Prosecutors: DNA under journalist’s fingernails led to arrest of Clark County official
LAS VEGAS, Nev. (FOX5) - Clark County Public Administrator Robert Telles made his first court appearance Thursday in connection with the death of a journalist.
Telles, 45, is accused of stabbing and killing Las Vegas Review-Journal reporter Jeff German, 69. German had recently written stories about Telles and was working on an upcoming story on the elected official, Las Vegas Metropolitan Police said.
Prosecutors said German was stabbed seven times and was found with defensive wounds to his arms and hands. DNA found under German’s fingernails connected investigators to Telles, prosecutors said.
Prosecutors also said that Telles’ perception that German’s reporting led to the destruction of his political career and marriage led to Telles “lashing out.”

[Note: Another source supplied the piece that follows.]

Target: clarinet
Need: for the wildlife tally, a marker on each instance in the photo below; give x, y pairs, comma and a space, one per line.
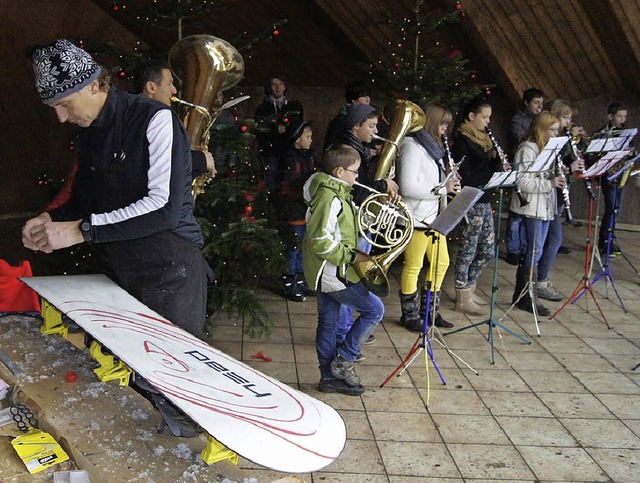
565, 190
451, 164
506, 166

Telles was not granted bail.
“It’s quite chilling as well that the defendant’s DNA is alleged to be recovered from the hands of the victim, presumably at the time he was fighting for his life,” said the judge.
His next hearing was set for Sept. 13, at which time his charges will be formally announced.
The 45-year-old public administrator appeared calm and stoic in demeanor at Thursday’s bail hearing. His eyes darted around the room, but he otherwise stood motionless throughout the hearing. Telles was clad in prison garb and was handcuffed.
New evidentiary details were shared by the prosecutor during the hearing. For one, he said Telles’ cell phone activity happened to stop altogether in the time periods before, during and after the murder.
Additionally, details were also revealed about the nature of German’s injuries.
“The victim, Jeff, comes out of his house and is attacked by the defendant, stabbed seven times,” said prosecutor Richard Scow with the Clark County District Attorney’s office.
Clark County District Attorney Steve Wolfson was present at the bail hearing. He said a decision on the death penalty in this case “won’t be made for months, if at all.”
We asked Wolfson, “Does it concern you that this could create a precedent for our society, and our society here in Vegas, that violent retribution toward a journalist is acceptable?”
He replied, “No violence against anyone is acceptable. When someone is violent against a journalist, that takes on a special flare if you will. But this is not the first of its kind. These things have happened throughout this country and other cities. I can remember a journalist being attacked on live television when this journalist was out in the community doing an interview. We’re dealing with human beings, and human beings sometimes act irrationally in desperation.”
We replied, “How you think he found [German’s] address? He was a county employee. Do you suspect he found it through his job?
His response? “I don’t know.”
Given the alleged motive of this crime, many journalists across the country are considering this crime an attack on the freedom of the press. Therefore, we asked Wolfson, “Will that have any bearing when you make the decision about the charges that are being brought towards him? And how many do you anticipate will be brought towards him?”
“So we are still reviewing all of the information,” he replied. “I anticipate a charge of open murder to be filed. Do we consider other charges? Of course we consider things, but as it stands right now, we expect to file a charge of open murder.”
Wolfson said he feels the evidence against Telles is compelling.